The governor of the Bank of England has warned major corporations that they have two years to agree rules for reporting climate risks before global regulators devise their own and make them compulsory.
Mark Carney said companies should use their next two annual financial reports to road test how they document the impact of the climate emergency on their businesses.
He said progress had been made by many of the largest banks and energy companies to harmonise how they report their risks, but added: “Progress in both quantity and quality is uneven across sectors.”
Speaking in Tokyo at a conference held by the Taskforce on Climate-related Financial Disclosures (TCFD), Carney said there was an appetite among investors to support companies that understand their climate risks following research that showed they were likely to expand at a faster rate.
“The TCFD needs to reach a definitive view of what counts as a high quality disclosure before they become mandatory. In my view the next two reporting periods should balance the urgency of the task and the imperative of getting it right,” he said.
“This is best delivered by the current process of disclosure by the users of capital, reaction by the suppliers of capital, and adjustment of these standards to ensure that the TCFD metrics are as comparable, efficient and as decision-useful as possible.”
Carney launched the TCFD in 2015 with Michael Bloomberg, the billionaire owner of the financial data provider that carries his name.

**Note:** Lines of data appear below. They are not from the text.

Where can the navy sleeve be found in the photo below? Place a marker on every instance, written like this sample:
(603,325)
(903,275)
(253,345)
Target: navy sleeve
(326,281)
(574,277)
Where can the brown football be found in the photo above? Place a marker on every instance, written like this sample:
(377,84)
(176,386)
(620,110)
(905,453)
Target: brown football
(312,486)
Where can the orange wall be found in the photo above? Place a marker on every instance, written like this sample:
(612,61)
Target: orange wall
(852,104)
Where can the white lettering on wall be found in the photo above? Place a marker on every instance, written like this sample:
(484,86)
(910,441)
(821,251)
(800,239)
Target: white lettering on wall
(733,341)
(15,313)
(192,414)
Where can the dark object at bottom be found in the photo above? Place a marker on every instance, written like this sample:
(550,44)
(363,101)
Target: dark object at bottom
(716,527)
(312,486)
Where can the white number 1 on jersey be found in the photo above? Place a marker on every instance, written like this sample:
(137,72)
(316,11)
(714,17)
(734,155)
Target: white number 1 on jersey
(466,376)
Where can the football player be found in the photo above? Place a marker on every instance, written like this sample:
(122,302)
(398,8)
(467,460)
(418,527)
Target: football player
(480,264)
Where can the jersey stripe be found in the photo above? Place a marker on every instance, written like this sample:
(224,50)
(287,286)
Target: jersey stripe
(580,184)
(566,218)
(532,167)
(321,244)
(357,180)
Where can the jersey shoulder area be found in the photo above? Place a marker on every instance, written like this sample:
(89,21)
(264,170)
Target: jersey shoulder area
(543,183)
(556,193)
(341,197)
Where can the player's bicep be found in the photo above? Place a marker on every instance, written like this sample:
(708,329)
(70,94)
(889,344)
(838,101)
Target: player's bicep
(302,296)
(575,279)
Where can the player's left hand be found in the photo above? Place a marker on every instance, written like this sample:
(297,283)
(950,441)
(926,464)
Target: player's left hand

Bloomberg took on the role as founder and head of the organisation, tapping his vast contact list of chief executives and financiers to convince them that reporting the impact of their businesses on the environment and the way they would be affected by rising temperatures was a precondition of tackling the climate emergency.
The former New York mayor has signed up a range of banks, asset managers, pension funds and insurers that control balance sheets totalling $120tn (£98tn) to the project. He says four-fifths of the top 1,100 companies operating from the G20 countries are disclosing climate-related financial risks in line with some of the TCFD recommendations.
The aim is to develop a series of rules governing how companies report the effect of warming temperatures on their businesses alongside data showing the contribution of their activities to the problem.
With trillions of dollars needed to build climate-friendly infrastructure, investors needed to know which companies to back and which to shun, Carney said.
Some companies have discovered that their activities would contribute to the planet warming by 3C or more, breaching the Paris climate agreement limit.
Carney said: “Consistent with the Paris accord’s objective to stabilise temperature increases to below two degrees, many governments are now committing to reaching net zero carbon by 2050.”
He said: “In convening this summit, Prime Minister [Shinzo] Abe [of Japan] has rightly highlighted the enormous investments that will be necessary to deliver these objectives.
“With an estimated $90tn of infrastructure spending expected between 2015 and 2030, the right decisions now can make sure those investments are both financially rewarding and environmentally sustainable.”
Carney said the popularity of the TCFD initiative meant three-quarters of investors were using its disclosure rules before buying company shares.
In the summer Carney said the Bank of England planned to stress-test banks for catastrophic climate-linked financial risks as part of its annual health check of the banking system in 2021.
It said it would look at the risks facing UK banks from a dramatic rise in global temperatures and mounting natural disasters, as well as a separate scenario where governments introduce new rules to limit the burning of fossil fuels.